Engaging with a Text

Engaging with a Text

Reading can be a fantastic way to escape from reality. Getting lost in a text can distract you from whatever reality surrounds you. This is great, except when you’re taking an exam or completing an assignment and have to read passages to answer specific questions. That’s no time to let your mind and imagination wander. How do you engage with a text and focus on it so you can score well on an exam like the ACT®? Here are some tips.

Be an Active Reader

Reading actively means doing more than passively moving your eyes across the page or screen. It means taking notes in the margin, marking up the text, and circling or underlining things that catch your attention. If reading from a screen, you may need to use the given scratch paper or board to jot down these notes. Just write quick notes and forget complete sentences. These notes are for you. You can develop a sort of shorthand to use, such as TS for “topic sentence” and E1 for “evidence point 1.”

Look for Specific Types of Things

The ACT® and other assessment tests usually require students to identify the main idea of reading passages and to be able to find and understand significant details used by the author. These skills require active, engaged reading. You should also be able to keep track of your thinking as you read: you will naturally draw conclusions and make inferences as you read, but consider the evidence in the text that led you to those thoughts.
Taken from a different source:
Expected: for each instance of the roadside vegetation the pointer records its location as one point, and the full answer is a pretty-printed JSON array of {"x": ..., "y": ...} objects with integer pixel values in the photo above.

Ask Yourself Questions as You Read

This tip is two-fold. On one level, you want to ask yourself questions about the text as you read: What is the main idea of the passage? What supporting details does the author use? What is the general sequence of events taking place in this passage? The second level is to ask yourself questions based on the questions the test is asking: What evidence is there to support this claim? What is the author’s purpose? What is the tone of the text? Asking yourself these kinds of questions as you read helps you stay engaged with the text and helps you identify the answers to the test questions.

Look at the Big Picture

Some passages or texts will have clues about their purpose or main idea without even needing to read a word of the text. Look for things like graphics or images that are intended to support the text with which they are paired. If a text has no visuals, scan the text itself for elements like bold or italicized words, transitional words, and the topic sentence of each paragraph to help you orient yourself in the text and find the answers to the test questions. You can also try making personal connections with the text as you read, considering whether you agree or disagree with the author, questioning evidence or examples, and evaluating the strength of the argument based on your own personal experiences.

Stay Engaged

Practicing active reading while asking yourself questions and looking at the big picture can help you remain focused and engaged with a text. But these tactics are not fool-proof. If you find your mind wandering and yourself not engaged with the task in front of you, take a second to reorient yourself. Look up from your test or reading material, look out the window or up at the ceiling for a few seconds, take a deep breath, and then re-enter the test or practice session with a conscious focus on the task at hand.

Engaging with a text can take your reading to a whole new level—the level necessary to do well on reading tests.